Em terra, num ambiente controlado, tornou-se possível dominar as fases mais sensíveis do ciclo de vida das espécies, reprodução, larvicultura e crescimento juvenil, reduzindo riscos e aumentando a eficiência da produção. A investigação aplicada permitiu melhorar a alimentação, reforçar a sanidade animal e otimizar as condições de cultivo, criando uma base sólida para o crescimento do setor. Hoje, a aquacultura na Madeira representa um exemplo de adaptação a um ambiente exigente, onde os desafios iniciais deram lugar a um sistema mais robusto, sustentável e tecnologicamente evoluído.

Das dificuldades enfrentadas nas primeiras jaulas no mar até à consolidação do Centro de Maricultura da Calheta como polo de conhecimento e produção, o percurso reflete uma trajetória de resiliência, inovação e compromisso com o futuro da economia azul na região. A produção de microalgas constitui outro pilar essencial desta atividade, sendo fundamental para garantir a qualidade e o sucesso das fases iniciais do cultivo. Em sistemas controlados, são monitorizados parâmetros como a densidade celular, a taxa de crescimento e o valor nutricional, refletindo uma abordagem baseada na ciência e na inovação, com impacto direto na sustentabilidade da maricultura.

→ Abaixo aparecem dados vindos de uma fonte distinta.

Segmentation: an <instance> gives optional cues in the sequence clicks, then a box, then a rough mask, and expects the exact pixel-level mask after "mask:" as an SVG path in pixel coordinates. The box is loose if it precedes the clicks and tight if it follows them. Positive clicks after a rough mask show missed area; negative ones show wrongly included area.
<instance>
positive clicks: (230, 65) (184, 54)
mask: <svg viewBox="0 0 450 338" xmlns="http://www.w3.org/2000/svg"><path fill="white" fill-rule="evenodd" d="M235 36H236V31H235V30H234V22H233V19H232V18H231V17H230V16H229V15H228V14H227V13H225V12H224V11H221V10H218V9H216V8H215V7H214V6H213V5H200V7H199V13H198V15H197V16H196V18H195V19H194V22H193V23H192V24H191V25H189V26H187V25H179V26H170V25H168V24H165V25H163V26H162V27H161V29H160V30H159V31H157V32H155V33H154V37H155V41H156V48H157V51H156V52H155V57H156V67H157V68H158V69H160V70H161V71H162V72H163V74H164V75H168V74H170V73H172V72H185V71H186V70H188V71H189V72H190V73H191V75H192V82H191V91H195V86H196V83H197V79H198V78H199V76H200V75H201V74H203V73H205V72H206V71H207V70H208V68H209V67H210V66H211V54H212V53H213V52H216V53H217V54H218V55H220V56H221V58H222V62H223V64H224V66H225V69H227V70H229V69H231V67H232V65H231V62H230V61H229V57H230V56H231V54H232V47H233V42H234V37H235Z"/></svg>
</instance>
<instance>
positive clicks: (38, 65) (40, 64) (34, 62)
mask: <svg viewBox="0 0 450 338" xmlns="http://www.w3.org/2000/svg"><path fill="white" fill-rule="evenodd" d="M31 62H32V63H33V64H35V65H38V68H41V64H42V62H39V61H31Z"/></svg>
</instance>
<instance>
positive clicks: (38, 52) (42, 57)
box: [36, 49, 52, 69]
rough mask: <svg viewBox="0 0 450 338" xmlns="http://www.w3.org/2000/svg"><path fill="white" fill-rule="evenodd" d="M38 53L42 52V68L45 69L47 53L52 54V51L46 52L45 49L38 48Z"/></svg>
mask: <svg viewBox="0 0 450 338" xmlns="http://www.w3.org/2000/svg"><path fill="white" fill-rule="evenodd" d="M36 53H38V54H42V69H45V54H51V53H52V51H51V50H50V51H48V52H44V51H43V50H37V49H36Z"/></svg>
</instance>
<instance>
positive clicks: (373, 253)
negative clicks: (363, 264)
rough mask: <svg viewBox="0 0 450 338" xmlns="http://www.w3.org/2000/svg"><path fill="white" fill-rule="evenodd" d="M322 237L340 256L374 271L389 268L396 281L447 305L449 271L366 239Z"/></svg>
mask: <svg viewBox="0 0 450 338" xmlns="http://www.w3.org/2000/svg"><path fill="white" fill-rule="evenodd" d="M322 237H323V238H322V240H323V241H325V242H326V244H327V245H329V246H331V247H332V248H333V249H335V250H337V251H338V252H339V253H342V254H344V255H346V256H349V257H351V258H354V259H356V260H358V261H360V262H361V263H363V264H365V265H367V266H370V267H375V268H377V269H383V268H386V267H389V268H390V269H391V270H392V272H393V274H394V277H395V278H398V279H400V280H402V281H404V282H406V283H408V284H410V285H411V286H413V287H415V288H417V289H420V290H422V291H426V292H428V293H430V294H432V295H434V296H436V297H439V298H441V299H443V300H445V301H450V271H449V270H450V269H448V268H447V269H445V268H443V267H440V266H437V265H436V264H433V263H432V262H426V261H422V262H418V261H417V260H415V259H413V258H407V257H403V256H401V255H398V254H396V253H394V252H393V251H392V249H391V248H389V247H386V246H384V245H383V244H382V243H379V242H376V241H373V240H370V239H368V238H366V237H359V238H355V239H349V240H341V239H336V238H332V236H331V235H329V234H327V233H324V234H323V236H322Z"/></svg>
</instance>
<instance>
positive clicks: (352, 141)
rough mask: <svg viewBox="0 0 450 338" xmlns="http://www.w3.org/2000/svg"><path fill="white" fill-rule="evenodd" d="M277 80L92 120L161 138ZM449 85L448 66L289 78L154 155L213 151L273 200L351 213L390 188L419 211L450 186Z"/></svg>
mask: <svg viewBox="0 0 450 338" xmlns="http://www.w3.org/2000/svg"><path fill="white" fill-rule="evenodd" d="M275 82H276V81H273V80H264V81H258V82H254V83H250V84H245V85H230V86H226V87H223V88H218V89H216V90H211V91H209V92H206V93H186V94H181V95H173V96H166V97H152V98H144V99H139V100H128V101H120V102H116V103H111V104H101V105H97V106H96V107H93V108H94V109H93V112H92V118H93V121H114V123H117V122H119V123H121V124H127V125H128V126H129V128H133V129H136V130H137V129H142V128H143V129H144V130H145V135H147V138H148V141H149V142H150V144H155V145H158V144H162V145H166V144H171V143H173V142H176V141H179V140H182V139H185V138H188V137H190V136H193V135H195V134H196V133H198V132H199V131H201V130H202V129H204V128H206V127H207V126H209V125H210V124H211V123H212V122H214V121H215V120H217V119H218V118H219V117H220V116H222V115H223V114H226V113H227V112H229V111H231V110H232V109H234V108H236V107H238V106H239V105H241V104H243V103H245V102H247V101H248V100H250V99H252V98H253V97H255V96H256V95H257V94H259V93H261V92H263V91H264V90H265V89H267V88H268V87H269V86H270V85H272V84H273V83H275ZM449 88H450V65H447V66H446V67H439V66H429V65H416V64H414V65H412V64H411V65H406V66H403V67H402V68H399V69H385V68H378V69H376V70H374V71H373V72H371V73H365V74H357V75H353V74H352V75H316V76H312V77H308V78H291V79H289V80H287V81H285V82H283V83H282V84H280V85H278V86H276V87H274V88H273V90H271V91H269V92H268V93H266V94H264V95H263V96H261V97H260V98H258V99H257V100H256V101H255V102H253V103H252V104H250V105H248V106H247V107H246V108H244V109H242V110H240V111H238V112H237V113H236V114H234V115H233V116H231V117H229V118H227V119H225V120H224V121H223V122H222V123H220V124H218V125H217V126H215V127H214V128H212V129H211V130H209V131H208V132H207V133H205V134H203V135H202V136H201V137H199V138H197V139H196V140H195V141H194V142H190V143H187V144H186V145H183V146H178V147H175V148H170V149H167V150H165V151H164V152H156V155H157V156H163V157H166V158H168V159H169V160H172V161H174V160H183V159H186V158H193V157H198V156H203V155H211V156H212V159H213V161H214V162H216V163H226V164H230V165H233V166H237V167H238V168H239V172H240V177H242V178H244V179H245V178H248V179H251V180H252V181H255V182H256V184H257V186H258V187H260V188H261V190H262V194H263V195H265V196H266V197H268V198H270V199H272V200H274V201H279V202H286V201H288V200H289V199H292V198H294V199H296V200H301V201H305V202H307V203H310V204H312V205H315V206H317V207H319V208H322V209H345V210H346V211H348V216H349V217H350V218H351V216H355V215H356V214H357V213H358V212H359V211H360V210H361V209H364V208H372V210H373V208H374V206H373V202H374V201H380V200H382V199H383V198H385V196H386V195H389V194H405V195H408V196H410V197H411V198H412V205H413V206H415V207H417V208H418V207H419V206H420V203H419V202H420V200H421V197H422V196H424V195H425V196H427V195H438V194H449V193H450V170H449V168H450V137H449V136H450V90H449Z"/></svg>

No âmbito do programa Madere Intime – Erasmus 2026, os participantes tiveram a oportunidade de vivenciar de perto o trabalho desenvolvido no centro, acompanhando a reprodução de ouriços-do-mar, realizando tarefas de limpeza e manutenção dos tanques e participando nas rotinas diárias de monitorização, alimentação e análise da água.

Observaram ainda diferentes espécies e asseguraram o seu bem-estar, respeitando regimes alimentares específicos, como o mero, alimentado com alimento fresco em dias alternados; os pargos, com ração diária complementada; e as douradas, alimentadas exclusivamente com ração. Esta experiência revelou-se enriquecedora, reforçando a ligação entre o conhecimento científico, a sustentabilidade e a valorização do ambiente marinho.

Desta forma, o CMC afirma-se como um verdadeiro símbolo do compromisso da Madeira com o mar, representando um investimento da Secretaria Regional da Agricultura e Pescas, bem como da sua Direção Regional, na aposta numa LIDERANÇA QUALIFICADA e na respetiva equipa, cuja competência, dedicação e visão estratégica têm sido determinante.